1) Laboratory tests for galactosemia may be performed by testing for total galactose (galactose and galactose-1-phosphate) or a deficiency of the galactose-l-phosphate uridyl transferase enzyme. Normal test results indicate a normal level of total galactose or the presence of the enzyme. Test results are abnormal when the level of total galactose is above the normal range or the presence of the enzyme is reduced or not detected. Blood transfusion can cause a false negative test result for galactosemia for up to 120 days post-transfusion. Normal ranges shall be established using accepted statistical techniques (for example, as described by the Association of Public Health Laboratories, see Section 660.20).

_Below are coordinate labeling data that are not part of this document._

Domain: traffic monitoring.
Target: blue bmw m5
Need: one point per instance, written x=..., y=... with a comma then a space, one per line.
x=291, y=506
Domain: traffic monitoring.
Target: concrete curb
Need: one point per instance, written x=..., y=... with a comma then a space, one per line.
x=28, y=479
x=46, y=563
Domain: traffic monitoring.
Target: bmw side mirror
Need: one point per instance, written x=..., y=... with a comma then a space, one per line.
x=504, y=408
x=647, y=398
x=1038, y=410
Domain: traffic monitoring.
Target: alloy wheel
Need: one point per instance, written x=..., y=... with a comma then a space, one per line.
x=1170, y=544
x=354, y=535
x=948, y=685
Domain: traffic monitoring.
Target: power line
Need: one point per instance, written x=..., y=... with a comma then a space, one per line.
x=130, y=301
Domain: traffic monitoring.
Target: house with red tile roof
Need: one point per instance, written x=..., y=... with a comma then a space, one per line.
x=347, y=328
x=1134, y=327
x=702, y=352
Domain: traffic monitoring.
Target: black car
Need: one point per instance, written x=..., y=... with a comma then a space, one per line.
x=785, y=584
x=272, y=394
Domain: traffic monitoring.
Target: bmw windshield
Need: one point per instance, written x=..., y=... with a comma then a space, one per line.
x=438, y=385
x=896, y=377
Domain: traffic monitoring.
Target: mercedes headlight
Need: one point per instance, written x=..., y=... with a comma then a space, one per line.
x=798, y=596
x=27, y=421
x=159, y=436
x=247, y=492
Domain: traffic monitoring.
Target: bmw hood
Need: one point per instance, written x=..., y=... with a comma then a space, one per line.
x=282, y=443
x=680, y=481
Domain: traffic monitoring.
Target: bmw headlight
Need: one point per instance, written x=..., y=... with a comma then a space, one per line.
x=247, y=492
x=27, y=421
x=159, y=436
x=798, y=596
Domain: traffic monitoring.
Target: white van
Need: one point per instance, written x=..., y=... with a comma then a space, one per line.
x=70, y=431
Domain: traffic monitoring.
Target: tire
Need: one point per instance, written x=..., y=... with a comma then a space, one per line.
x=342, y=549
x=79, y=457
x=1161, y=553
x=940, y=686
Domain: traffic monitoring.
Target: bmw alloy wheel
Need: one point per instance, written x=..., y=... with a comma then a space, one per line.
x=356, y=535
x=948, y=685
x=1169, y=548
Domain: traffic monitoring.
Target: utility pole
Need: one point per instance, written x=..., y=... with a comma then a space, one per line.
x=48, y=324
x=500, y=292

2) When the galactose or enzyme levels are deemed abnormal, recommendations may be given to change the diet of the infant to a galactose free diet. The Department will recommend a repeat newborn screening test or referral of the newborn to a designated medical specialist for further diagnostic studies
b) Designation of Medical Specialist. In addition to the minimum qualifications set out in Section 661.230, medical specialists designated by the Department to follow-up on a screen positive for galactosemia shall possess certification by the American Board of Medical Genetics and Genomics in Clinical Biochemical Genetics or Medical Biochemical Genetics or by the American Board of Medical Genetics and Genomics in Clinical Genetics with at least one year of experience post-training in the diagnosis and treatment of galactosemia and inborn errors of metabolism. Galactosemia medical specialists should have the capacity to provide a multidisciplinary approach to care, including the availability on site of specially trained metabolic dietitians.
c) Diagnosis and Treatment. Medical management by a designated medical specialist is highly recommended. Therapy with a galactose free diet is currently the standard treatment. Long-term follow-up of children with galactosemia is necessary to ensure proper growth and development.